Deburgh, The Overseer.

Deburgh, the overseer, of whom I have spoken, was a small man, of light complexion, and very light hair.

If my readers could have been in Fort Sumter in July, 1864, they would have seen Deburgh with a small bar of iron or a piece of shell in his hand, forcing the surviving portion of the negroes back into line and adding to these, other negroes kept in the Rat-hole as reserves to fill the places of those who were killed and wounded.

They would also have heard him swearing at the top of his voice, while forcing the negroes to rearrange themselves in line from the base of the fort to the top.

This arrangement of the negroes, enabled them to sling to each other the bags of sand which was put in the baskets on the top of the fort. My readers ask, what was the sand put on the fort for? It was to smother the fuses of such shells as reached the ramparts before bursting.

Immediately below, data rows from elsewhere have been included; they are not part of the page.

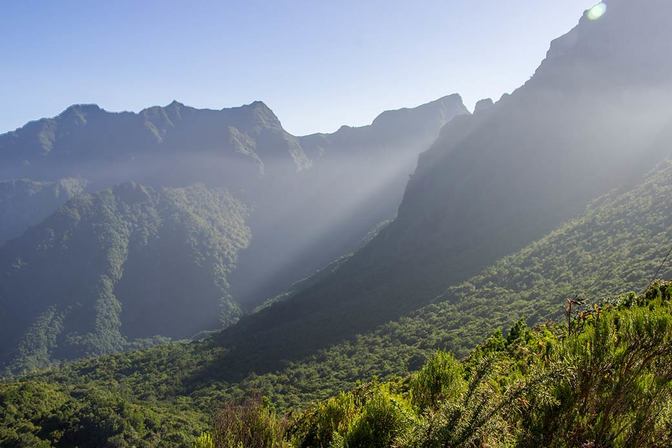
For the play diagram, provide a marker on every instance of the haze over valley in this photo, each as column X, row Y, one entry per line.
column 445, row 276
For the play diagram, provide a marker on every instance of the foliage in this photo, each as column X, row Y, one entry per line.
column 605, row 381
column 252, row 424
column 107, row 262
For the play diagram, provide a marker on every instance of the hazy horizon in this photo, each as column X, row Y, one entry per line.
column 311, row 63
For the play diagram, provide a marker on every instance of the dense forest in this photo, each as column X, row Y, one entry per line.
column 197, row 278
column 616, row 246
column 601, row 379
column 114, row 257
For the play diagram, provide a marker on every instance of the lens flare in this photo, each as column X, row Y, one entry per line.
column 596, row 11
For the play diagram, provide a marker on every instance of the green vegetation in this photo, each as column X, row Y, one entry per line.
column 614, row 247
column 107, row 264
column 606, row 381
column 24, row 202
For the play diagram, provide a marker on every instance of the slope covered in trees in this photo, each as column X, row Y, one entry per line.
column 118, row 266
column 593, row 117
column 307, row 201
column 24, row 203
column 602, row 381
column 615, row 247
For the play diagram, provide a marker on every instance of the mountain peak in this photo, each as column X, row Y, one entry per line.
column 82, row 109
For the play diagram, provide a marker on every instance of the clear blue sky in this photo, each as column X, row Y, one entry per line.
column 317, row 63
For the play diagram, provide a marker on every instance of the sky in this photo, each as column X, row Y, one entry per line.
column 318, row 64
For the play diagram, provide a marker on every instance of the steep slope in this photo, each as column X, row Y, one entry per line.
column 24, row 202
column 615, row 247
column 144, row 146
column 356, row 181
column 311, row 198
column 120, row 265
column 590, row 119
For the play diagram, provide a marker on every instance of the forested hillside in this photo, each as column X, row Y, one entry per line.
column 496, row 181
column 295, row 210
column 617, row 246
column 24, row 203
column 111, row 269
column 603, row 380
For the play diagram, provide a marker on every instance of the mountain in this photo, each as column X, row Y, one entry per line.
column 356, row 181
column 24, row 203
column 87, row 141
column 168, row 393
column 111, row 270
column 595, row 116
column 159, row 257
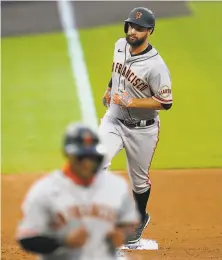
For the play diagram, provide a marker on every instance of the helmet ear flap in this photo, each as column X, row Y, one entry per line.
column 126, row 27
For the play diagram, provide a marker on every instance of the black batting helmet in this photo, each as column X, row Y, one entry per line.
column 81, row 141
column 140, row 16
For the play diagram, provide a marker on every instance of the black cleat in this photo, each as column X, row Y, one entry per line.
column 139, row 230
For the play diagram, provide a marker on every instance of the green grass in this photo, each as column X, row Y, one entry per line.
column 38, row 100
column 192, row 47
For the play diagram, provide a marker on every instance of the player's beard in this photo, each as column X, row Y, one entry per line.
column 137, row 42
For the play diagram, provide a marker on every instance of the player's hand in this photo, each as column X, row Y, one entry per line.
column 107, row 97
column 76, row 238
column 116, row 237
column 122, row 99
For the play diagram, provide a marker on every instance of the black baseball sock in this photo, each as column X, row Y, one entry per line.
column 141, row 202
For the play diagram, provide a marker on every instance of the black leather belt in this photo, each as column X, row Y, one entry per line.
column 141, row 123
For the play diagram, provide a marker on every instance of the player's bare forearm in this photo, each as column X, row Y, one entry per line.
column 146, row 103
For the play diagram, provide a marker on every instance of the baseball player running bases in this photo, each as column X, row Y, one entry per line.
column 140, row 86
column 73, row 213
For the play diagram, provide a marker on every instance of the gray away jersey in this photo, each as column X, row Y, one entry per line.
column 55, row 203
column 142, row 76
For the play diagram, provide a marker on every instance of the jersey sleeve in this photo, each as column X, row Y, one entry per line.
column 35, row 216
column 128, row 212
column 160, row 84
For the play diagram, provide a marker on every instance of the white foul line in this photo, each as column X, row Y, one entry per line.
column 79, row 70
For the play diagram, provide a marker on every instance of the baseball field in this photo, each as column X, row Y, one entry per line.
column 39, row 98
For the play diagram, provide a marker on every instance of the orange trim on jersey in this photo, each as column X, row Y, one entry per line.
column 70, row 174
column 158, row 135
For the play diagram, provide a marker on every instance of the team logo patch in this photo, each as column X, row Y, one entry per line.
column 164, row 91
column 138, row 15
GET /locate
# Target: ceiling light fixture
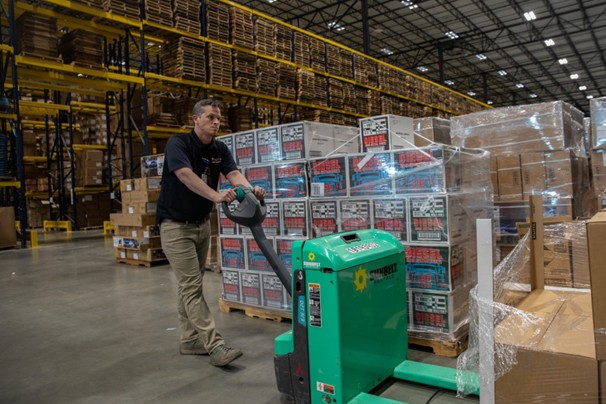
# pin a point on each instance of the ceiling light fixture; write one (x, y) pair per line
(335, 26)
(530, 16)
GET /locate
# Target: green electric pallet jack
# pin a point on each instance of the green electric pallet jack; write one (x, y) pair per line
(349, 321)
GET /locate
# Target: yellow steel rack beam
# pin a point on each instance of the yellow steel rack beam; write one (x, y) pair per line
(270, 98)
(95, 12)
(11, 184)
(355, 52)
(79, 147)
(89, 106)
(90, 190)
(52, 80)
(35, 106)
(49, 64)
(34, 159)
(87, 24)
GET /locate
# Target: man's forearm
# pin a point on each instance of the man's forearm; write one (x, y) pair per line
(195, 184)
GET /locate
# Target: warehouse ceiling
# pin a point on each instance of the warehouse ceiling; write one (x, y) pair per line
(487, 49)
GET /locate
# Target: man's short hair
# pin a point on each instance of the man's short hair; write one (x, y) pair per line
(204, 103)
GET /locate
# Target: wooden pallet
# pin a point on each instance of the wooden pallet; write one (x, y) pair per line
(227, 306)
(137, 263)
(447, 347)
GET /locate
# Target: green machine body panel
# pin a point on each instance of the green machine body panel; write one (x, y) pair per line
(356, 311)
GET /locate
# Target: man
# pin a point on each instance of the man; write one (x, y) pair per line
(190, 177)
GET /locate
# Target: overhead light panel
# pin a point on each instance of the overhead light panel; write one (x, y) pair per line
(530, 16)
(335, 26)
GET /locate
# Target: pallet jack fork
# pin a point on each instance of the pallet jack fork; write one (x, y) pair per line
(349, 321)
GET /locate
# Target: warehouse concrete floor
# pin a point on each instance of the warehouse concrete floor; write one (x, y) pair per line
(76, 327)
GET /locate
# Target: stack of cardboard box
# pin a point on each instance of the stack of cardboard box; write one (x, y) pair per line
(137, 238)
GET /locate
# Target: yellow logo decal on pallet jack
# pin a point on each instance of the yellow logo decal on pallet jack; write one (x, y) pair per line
(360, 278)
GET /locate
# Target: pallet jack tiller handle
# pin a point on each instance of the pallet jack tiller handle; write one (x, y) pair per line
(251, 212)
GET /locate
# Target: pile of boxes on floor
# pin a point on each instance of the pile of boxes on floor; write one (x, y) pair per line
(318, 183)
(549, 342)
(137, 237)
(534, 149)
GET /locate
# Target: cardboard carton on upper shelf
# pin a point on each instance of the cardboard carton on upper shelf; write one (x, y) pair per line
(521, 129)
(554, 350)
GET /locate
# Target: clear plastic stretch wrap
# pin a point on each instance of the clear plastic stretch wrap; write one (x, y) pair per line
(542, 127)
(544, 349)
(428, 197)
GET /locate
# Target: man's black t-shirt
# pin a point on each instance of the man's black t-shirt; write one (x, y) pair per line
(178, 202)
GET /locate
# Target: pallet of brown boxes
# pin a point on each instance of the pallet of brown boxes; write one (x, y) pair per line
(548, 341)
(137, 237)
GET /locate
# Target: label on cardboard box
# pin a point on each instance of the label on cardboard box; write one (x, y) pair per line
(429, 219)
(434, 267)
(251, 287)
(232, 252)
(324, 217)
(291, 180)
(328, 177)
(370, 174)
(273, 291)
(262, 176)
(293, 141)
(354, 214)
(295, 217)
(244, 147)
(391, 215)
(256, 258)
(268, 144)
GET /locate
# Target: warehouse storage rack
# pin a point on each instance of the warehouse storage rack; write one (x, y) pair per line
(133, 66)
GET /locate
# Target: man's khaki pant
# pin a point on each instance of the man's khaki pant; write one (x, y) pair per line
(186, 247)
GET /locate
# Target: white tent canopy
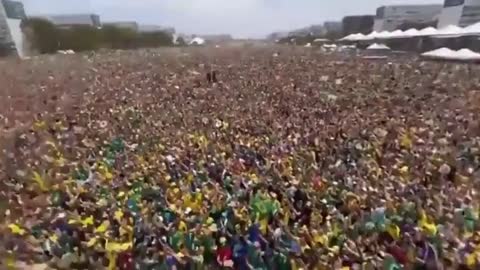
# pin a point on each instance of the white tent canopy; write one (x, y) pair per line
(448, 54)
(448, 31)
(197, 41)
(472, 29)
(376, 46)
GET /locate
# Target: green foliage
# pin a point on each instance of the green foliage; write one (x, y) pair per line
(46, 38)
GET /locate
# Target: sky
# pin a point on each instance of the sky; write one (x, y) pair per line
(240, 18)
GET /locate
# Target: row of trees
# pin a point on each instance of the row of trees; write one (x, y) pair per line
(44, 37)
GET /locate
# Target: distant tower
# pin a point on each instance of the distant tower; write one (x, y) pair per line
(460, 13)
(11, 36)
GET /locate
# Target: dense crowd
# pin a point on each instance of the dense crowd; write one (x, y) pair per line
(238, 158)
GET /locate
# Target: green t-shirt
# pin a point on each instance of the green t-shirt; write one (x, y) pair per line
(208, 244)
(281, 261)
(255, 258)
(176, 240)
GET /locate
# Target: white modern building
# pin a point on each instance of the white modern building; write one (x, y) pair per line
(131, 25)
(460, 13)
(11, 35)
(69, 20)
(389, 18)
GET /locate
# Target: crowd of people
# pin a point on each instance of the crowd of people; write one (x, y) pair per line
(238, 158)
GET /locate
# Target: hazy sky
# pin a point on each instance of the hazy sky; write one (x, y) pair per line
(242, 18)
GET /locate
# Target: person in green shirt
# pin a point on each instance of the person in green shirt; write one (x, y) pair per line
(255, 257)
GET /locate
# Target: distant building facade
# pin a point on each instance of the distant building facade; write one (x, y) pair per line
(314, 30)
(11, 35)
(331, 26)
(357, 24)
(217, 38)
(124, 25)
(459, 12)
(69, 20)
(156, 28)
(389, 18)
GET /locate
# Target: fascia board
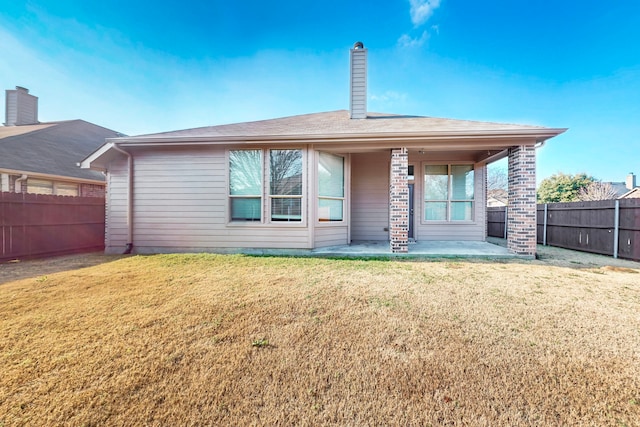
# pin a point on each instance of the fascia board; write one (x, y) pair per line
(51, 176)
(407, 137)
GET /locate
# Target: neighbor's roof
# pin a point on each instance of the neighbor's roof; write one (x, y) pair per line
(52, 148)
(338, 123)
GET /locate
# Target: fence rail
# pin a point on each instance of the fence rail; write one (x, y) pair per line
(34, 225)
(607, 227)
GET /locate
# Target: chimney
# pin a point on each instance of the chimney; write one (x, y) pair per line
(20, 108)
(631, 181)
(358, 82)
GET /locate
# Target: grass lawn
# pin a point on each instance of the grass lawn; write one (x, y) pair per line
(238, 340)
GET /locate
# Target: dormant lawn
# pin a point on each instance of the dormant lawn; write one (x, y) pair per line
(237, 340)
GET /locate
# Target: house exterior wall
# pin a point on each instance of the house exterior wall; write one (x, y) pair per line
(370, 196)
(181, 204)
(116, 227)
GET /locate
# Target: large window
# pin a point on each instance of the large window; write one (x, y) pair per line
(330, 187)
(245, 185)
(285, 171)
(246, 188)
(448, 192)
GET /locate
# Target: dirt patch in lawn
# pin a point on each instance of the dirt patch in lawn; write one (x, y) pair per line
(19, 269)
(238, 340)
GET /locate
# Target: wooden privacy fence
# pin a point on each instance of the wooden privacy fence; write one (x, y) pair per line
(608, 227)
(34, 225)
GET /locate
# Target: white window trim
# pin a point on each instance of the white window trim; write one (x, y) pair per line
(266, 196)
(318, 197)
(448, 221)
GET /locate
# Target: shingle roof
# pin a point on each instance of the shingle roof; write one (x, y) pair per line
(339, 123)
(52, 148)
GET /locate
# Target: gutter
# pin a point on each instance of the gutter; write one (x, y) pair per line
(129, 247)
(543, 133)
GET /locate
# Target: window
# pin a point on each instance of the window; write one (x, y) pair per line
(246, 188)
(330, 187)
(39, 186)
(63, 189)
(448, 192)
(245, 185)
(285, 171)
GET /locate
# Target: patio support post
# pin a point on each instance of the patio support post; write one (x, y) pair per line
(399, 201)
(521, 235)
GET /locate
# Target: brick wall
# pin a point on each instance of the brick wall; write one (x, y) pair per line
(399, 201)
(521, 234)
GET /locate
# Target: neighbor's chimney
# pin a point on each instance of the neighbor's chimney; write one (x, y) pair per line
(358, 81)
(631, 181)
(21, 108)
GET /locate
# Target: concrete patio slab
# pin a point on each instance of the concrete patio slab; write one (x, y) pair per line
(435, 249)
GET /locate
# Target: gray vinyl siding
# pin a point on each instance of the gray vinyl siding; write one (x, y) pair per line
(475, 230)
(370, 196)
(180, 204)
(116, 208)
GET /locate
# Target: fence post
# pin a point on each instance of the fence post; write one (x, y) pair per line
(544, 226)
(616, 229)
(506, 209)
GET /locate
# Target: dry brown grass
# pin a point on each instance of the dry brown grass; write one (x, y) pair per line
(237, 340)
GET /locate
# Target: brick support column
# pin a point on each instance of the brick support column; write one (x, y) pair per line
(399, 201)
(521, 211)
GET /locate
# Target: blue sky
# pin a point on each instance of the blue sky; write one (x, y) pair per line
(139, 67)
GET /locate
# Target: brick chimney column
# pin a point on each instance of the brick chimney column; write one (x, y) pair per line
(521, 211)
(399, 201)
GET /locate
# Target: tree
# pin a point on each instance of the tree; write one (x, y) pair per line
(563, 188)
(597, 191)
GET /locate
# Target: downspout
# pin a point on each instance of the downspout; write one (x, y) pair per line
(129, 247)
(19, 181)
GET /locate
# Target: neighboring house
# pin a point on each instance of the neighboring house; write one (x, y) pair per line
(43, 158)
(627, 189)
(316, 180)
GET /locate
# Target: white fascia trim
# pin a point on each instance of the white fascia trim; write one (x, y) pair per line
(538, 134)
(87, 162)
(52, 177)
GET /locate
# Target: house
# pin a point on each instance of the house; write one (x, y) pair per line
(497, 198)
(317, 180)
(42, 158)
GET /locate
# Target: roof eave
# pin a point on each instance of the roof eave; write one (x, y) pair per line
(539, 134)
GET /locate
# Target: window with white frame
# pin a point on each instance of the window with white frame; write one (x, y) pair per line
(285, 185)
(330, 187)
(448, 192)
(245, 185)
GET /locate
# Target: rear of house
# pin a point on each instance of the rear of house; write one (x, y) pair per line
(315, 180)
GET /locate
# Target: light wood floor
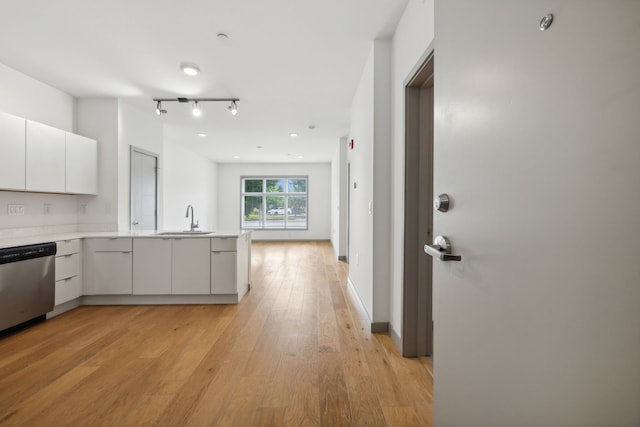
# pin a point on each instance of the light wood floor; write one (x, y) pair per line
(295, 351)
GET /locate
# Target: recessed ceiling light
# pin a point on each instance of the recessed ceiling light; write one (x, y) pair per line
(196, 110)
(189, 68)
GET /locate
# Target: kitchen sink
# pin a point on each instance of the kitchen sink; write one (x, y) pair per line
(183, 233)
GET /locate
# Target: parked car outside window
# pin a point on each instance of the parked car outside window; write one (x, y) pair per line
(278, 211)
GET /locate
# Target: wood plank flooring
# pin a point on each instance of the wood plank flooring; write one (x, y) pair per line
(296, 351)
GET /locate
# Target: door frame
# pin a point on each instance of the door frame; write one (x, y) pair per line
(417, 296)
(133, 150)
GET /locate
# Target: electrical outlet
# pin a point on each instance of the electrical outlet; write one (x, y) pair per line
(13, 210)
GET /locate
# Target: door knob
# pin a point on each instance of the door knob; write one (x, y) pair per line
(441, 249)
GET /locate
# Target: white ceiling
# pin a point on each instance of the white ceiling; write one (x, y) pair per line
(292, 63)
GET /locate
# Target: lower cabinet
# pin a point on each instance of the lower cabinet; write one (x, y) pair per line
(108, 266)
(191, 271)
(223, 273)
(171, 266)
(68, 278)
(151, 266)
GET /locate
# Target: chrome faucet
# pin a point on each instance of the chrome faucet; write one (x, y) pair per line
(194, 225)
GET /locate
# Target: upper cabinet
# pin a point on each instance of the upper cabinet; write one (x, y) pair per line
(81, 164)
(12, 152)
(40, 158)
(45, 158)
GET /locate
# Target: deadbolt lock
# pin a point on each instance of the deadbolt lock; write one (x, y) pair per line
(441, 203)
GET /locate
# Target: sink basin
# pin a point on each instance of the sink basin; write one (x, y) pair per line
(183, 233)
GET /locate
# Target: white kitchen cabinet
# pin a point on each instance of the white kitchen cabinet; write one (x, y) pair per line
(151, 266)
(68, 271)
(81, 159)
(223, 272)
(12, 152)
(45, 158)
(108, 266)
(191, 269)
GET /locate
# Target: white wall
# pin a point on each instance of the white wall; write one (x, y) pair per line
(370, 209)
(142, 129)
(26, 97)
(98, 119)
(360, 159)
(319, 204)
(116, 125)
(189, 179)
(413, 36)
(339, 190)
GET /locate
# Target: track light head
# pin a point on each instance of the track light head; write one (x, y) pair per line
(196, 110)
(159, 110)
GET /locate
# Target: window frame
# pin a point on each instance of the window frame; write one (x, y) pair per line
(263, 222)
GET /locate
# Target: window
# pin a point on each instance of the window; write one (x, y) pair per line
(274, 203)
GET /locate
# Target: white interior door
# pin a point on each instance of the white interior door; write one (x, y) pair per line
(537, 144)
(144, 188)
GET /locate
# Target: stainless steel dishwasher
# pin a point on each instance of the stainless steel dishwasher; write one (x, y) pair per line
(27, 283)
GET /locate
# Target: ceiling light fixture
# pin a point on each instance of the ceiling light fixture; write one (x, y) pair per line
(159, 110)
(190, 69)
(196, 108)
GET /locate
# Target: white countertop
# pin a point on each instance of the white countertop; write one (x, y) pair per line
(53, 237)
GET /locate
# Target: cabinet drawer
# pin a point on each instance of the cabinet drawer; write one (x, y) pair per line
(223, 244)
(68, 289)
(111, 245)
(67, 266)
(66, 247)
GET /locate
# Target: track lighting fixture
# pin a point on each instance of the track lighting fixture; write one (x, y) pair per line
(159, 110)
(196, 108)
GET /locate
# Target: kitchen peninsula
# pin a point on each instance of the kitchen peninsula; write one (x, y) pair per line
(122, 268)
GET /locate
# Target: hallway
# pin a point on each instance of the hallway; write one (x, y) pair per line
(295, 351)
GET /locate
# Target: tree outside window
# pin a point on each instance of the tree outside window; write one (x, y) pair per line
(275, 203)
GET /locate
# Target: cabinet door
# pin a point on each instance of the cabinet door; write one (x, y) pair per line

After the bombardment of Port Sumter in 1863, by the Union forces, its top of fourteen or sixteen feet in thickness, built of New Hampshire granite, was left bare. From that time all through 1864, the shells were so aimed as to burst right over the fort; and it was pieces of these shells which flew in every direction that were so destructive.

The fuses of many of these shells fired on Port Sumter did not burn in time to cause the shells to burst before falling. Now as the shells fell on the rampart of the fort instead of falling and bursting on the stone, they buried themselves harmlessly in the sand, which put out the fuse and also kept them from bursting.

But while the destruction of life was lessened by the sand, it was fully made up by the hand of that brute, the overseer. God only knows how many negroes he killed in Port Sumter under the shadow of night. Every one he reached, while forcing the slaves back into working position after they had been scattered by the shells, he would strike on the head with the piece of iron he carried in his hand, and, as his victim fell, would cry out to some other negro, "Put that fellow in his box," meaning his coffin.

Whether the superior officers in Fort Sumter knew that Deburgh was killing the negroes off almost as fast as the shells from Fort Wagner, or whether they did not know, and did not care, I never have learned. But I have every reason to believe that one of them at least, namely, Major John Johnson, would not have allowed such a wholesale slaughter, had he known. On the other hand I believe that Capt. J.C. Mitchell was not only mean enough to have allowed it, but that he was fully as heartless himself.

Whatever became of Deburgh, whether he was killed in Fort Sumter or not, I never knew.